Budget: Lecornu écarte plusieurs demandes de la gauche

  • Le Premier ministre Sébastien Lecornu promet un gouvernement d’ici début octobre, tout en écartant plusieurs revendications de la gauche, dont le retour de l’ISF ou un moratoire sur la réforme des retraites
  • Le PS menace de voter une motion de censure, dénonçant une fermeture totale au dialogue, tandis que LFI appelle toute la gauche à faire front dès la reprise des travaux parlementaires le 1er octobre

PARIS: Le Premier ministre Sébastien Lecornu a promis vendredi soir un gouvernement pour début octobre et écarté plusieurs demandes de la gauche, alors qu'il disait vouloir tendre la main aux socialistes pour ne pas être censuré.
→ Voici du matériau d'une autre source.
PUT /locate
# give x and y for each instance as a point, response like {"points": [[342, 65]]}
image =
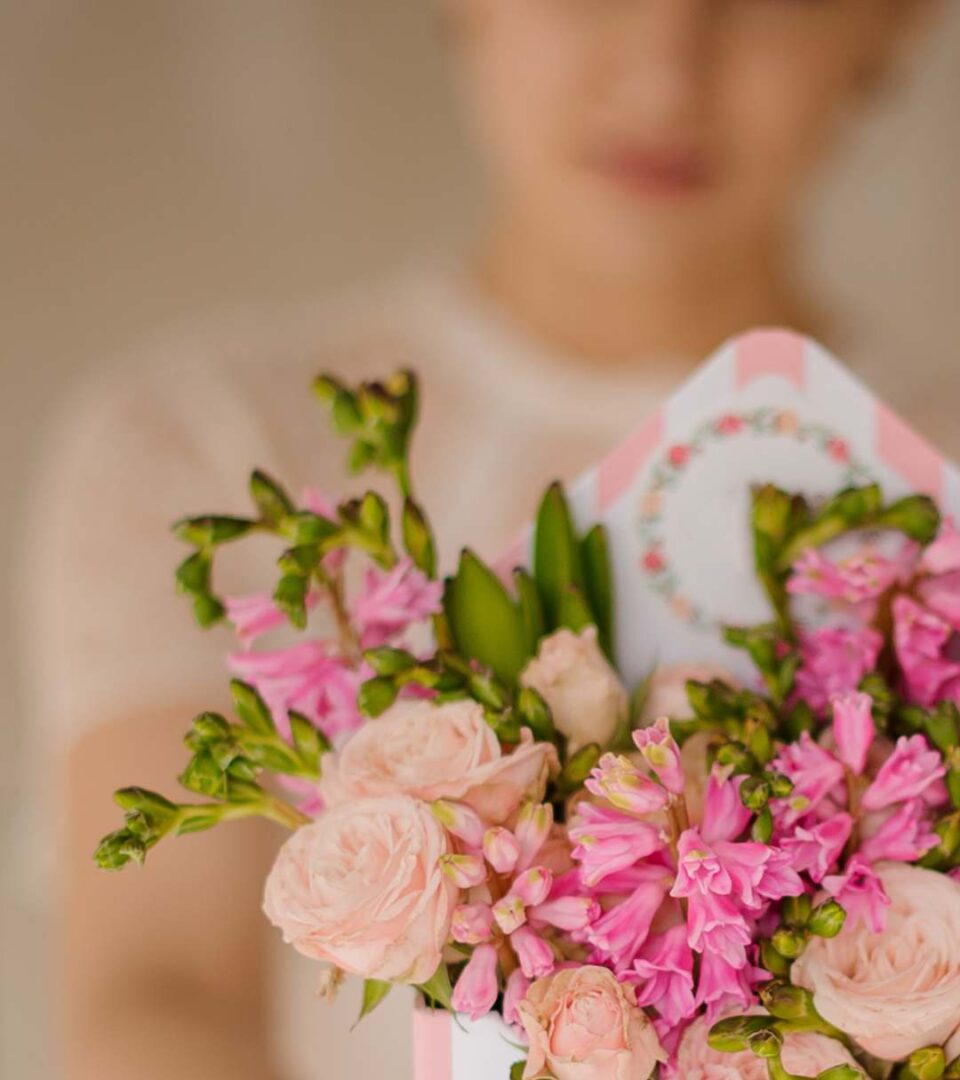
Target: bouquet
{"points": [[695, 877]]}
"Le compte n'y est pas" a d'emblée réagi le numéro deux de la CFDT Yvan Ricordeau, qui prévoit avec les autres syndicats une nouvelle journée de mobilisation jeudi.
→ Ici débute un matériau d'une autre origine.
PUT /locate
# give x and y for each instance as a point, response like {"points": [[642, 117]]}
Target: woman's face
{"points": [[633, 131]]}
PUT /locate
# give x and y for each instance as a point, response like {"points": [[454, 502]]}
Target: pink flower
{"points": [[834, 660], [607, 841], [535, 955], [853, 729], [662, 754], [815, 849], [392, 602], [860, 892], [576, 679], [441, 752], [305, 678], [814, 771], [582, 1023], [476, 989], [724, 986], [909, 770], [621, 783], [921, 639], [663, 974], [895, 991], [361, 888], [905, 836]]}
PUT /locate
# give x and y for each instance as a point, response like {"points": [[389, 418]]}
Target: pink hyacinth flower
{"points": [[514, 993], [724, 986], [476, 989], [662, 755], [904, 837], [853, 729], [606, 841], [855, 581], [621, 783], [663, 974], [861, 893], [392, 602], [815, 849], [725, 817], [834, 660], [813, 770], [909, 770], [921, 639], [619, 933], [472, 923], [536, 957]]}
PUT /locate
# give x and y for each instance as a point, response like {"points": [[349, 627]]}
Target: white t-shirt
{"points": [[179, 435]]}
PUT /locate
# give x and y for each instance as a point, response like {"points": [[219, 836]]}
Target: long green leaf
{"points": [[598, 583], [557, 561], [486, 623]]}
"Aucun effort n'a été réalisé", a dénoncé sur TF1 le patron du PS Olivier Faure, le parti estimant dans un communiqué que le Premier ministre a "fermé toutes les portes".

"Sans changement majeur d’orientation, nous censurerons ce gouvernement", indiquent encore les socialistes, qui accepteront néanmoins de rencontrer M. Lecornu "une dernière fois" à Matignon, "la semaine prochaine".
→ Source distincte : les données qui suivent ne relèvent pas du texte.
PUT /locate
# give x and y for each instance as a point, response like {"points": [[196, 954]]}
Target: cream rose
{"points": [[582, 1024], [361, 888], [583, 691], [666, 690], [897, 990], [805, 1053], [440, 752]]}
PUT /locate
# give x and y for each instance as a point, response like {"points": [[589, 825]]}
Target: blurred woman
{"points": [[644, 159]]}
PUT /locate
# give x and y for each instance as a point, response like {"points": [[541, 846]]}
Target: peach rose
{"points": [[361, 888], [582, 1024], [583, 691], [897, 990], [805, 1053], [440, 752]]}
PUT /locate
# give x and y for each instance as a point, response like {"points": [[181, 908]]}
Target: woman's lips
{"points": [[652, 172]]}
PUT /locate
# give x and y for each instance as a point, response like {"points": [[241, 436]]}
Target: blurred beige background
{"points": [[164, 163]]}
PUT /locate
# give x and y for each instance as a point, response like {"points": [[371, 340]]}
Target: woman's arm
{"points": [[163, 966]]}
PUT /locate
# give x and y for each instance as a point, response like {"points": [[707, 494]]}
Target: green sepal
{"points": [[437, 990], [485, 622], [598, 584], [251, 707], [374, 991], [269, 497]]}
Le leader de La France insoumise, Jean-Luc Mélenchon, en a profité pour appeler le reste de la gauche à voter la motion de censure qui sera déposée par ses députés dès le début de la session parlementaire qui s'ouvre le 1er octobre.

Alors que le président de la République avait invité son Premier ministre à "travailler" avec les socialistes, "ce soir la porte a été fermée", décrypte un responsable du bloc central.

Sébastien Lecornu, nommé il y 17 jours, promet, dans un entretien au Parisien, un gouvernement "avant le début des travaux parlementaires", soit début octobre, mais il ne s'engage pas sur une date précise.

Il a convié les groupes politiques de l'Assemblée nationale et du Sénat vendredi prochain, selon Matignon.

Après avoir multiplié les consultations, il évacue toute volonté de "débauchage" de personnalités issues du PS - qui lui-même ne veut pas entrer au gouvernement - car ses futurs ministres devront "partager les grandes orientations du socle commun" composé de la droite et du centre.

- "Feuille blanche" -

"Il ne ferme pas de portes, il ouvre les débats" qui auront lieu au Parlement ou par le dialogue social, estime son entourage.

Mais il ne lève pas beaucoup le voile sur le contenu de son budget, écartant surtout plusieurs revendications des syndicats et de la gauche, comme le retour de l'impôt sur la fortune, supprimé depuis 2017, ou la taxe Zucman.

"Faut-il encore augmenter les impôts globalement ? Je ne le veux pas", affirme le nouveau locataire de Matignon, fidèle au mantra fiscal d'Emmanuel Macron, même si "certains augmenteront" et "d’autres diminueront" dans le prochain budget.

Autre demande d'une partie de la gauche, la suspension de la réforme des retraites n'est pas à l'ordre du jour: cette option "ne règlerait aucun des problèmes" que sont pour lui la situation des femmes et la pénibilité au travail, dit-il.

Sébastien Lecornu assure néanmoins que le prochain budget ne sera pas "d'austérité et de régression sociale", et repartira d'une "feuille blanche" que les parlementaires sont invités à remplir.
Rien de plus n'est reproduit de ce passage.